Taxation was a completely foreign concept to most Saudi citizens until the value added tax was implemented in 2018. Since its inception, Saudi Arabia has operated as a rentier state thus avoiding any kind of accountability to its citizens. As an authoritarian absolute monarchy, the regime has been successful at earning the utter and unquestionable loyalty and support of its citizens precisely for being a rentier state in which the social contract works in one direction. The regime governs and manages all affairs of the country and it alone provides the citizens with a strong welfare system and free healthcare, education, solid infrastructure, etc. All of this is done and promoted within a patriarchal rhetoric where the regime is the benevolent patriarch that has the people’s best interest at heart; the protector and provider of the land. The people, on the other hand, are the other members of the ‘household’ in this rhetoric; the dependents of the patriarch that must blindly comply and conform, never question or complain about the ‘patriarch’ so long as their basic needs of food, shelter, and security are met. It is common to hear people praise the government in private and public discourse, particularly with the phrase: ‘The government is giving us safety and security.
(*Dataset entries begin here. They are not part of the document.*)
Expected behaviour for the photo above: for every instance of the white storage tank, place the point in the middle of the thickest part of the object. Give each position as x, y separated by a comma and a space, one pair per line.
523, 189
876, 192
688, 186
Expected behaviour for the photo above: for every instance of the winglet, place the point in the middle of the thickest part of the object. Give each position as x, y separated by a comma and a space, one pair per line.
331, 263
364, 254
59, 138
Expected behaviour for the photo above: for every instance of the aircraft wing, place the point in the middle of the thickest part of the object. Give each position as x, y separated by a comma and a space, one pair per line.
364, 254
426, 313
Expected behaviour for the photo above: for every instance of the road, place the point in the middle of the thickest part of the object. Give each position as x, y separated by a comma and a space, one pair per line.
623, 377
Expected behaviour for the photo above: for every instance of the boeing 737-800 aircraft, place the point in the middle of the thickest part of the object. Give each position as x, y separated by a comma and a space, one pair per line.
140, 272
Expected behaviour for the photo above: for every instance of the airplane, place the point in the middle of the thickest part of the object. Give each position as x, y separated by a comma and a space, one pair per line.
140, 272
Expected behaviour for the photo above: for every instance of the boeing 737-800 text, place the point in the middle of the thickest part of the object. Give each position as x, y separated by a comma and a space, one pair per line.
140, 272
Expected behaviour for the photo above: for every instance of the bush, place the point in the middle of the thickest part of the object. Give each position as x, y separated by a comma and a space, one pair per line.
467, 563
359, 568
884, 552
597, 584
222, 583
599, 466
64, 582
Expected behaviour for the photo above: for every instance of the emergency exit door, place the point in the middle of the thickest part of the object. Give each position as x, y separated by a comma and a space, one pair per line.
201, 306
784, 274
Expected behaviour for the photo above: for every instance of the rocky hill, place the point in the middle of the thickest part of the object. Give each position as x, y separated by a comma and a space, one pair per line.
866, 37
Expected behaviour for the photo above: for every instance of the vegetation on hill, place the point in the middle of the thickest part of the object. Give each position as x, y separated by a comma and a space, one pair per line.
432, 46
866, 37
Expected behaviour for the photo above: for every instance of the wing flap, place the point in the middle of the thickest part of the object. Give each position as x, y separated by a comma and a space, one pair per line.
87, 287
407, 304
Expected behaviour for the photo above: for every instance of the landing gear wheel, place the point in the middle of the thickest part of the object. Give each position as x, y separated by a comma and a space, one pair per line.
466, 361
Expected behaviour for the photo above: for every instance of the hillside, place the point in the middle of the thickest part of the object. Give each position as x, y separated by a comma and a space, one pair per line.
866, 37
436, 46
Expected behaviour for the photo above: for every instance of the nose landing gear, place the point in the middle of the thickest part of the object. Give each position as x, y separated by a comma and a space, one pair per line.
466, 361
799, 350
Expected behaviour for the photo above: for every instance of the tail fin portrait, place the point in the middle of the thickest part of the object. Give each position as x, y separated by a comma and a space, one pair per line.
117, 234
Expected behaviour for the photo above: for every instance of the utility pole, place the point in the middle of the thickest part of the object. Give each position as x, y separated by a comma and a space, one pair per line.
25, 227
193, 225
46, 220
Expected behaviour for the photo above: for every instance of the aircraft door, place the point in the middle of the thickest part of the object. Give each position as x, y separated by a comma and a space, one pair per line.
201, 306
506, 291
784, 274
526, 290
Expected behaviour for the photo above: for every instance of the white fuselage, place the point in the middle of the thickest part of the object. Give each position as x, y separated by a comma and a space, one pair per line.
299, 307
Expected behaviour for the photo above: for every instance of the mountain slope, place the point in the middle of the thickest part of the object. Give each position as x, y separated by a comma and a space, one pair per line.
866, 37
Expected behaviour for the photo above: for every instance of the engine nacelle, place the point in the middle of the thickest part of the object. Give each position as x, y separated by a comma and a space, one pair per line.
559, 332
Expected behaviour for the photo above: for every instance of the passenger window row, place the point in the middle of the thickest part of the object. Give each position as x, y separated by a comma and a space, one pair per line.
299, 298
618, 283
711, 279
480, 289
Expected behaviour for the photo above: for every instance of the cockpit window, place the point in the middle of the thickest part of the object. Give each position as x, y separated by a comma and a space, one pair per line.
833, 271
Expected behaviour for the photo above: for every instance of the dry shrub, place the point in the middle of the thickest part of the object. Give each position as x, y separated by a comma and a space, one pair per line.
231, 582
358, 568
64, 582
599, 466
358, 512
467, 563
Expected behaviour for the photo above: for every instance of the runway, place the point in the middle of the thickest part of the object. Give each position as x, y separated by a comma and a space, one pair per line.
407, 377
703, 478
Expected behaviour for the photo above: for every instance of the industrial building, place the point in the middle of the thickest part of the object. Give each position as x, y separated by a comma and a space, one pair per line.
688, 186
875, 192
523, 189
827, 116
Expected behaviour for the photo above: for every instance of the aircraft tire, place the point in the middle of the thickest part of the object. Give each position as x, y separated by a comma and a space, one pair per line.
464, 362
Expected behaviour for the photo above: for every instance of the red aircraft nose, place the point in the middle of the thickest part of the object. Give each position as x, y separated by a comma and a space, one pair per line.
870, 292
God bless the government.’ In a country where the citizens view themselves as dependents of the government and feel a strong sense of entitlement to those public services, the new changes could ultimately face strong resistance.
Imposing taxes in a country like Saudi Arabia means the government will eventually be held accountable. With citizens contributing to public services through taxation, they will demand involvement in the political process. This kind of dynamic is not only unprecedented in a country like Saudi Arabia but also does not fit with the patriarch/dependent relationship between the government and its people. Privatisation is a further step towards completely changing this dynamic between the regime and the people.
By privatising public agencies and services, there is greater possibility of a strong alliance between regime apparatus and capital investors, which will in turn create greater financial burden on the citizens under stronger authoritarianism. In addition, there is the likelihood of a widened gap between the capital owning class and the lower class while the size of the middle class diminishes. The regime is, nonetheless, relinquishing its absolute authority that comes from the patriarchal role of providing services to the people, especially since the agencies to be privatised provide essential social and economic services like water, energy, agriculture, transportation, education, healthcare, etc.
Relinquishing this kind of economic authority will likely have drastic effects on the political sphere in the long run. The people will acquiesce at first. Eventually, however, the people will no longer have a sense of entitlement, dependency, or even gratitude towards the government. The economic security that was once associated with one-directional provision of goods and services will no longer exist and the severance of such ties between the regime and the people will place greater accountability than ever on the government. In turn, the people will have a more active role in the political and economic processes.
Taxation in general is a powerful and a necessary component for the democratic process. In this successful case of authoritarianism, the regime has been able to buy the people’s unquestioned loyalty. However, levying taxes on an oppressed population and privatising public goods and services is only additional pressure on the people. Only time will tell what will happen after the plans to privatise government agencies in Saudi Arabia are fully implemented.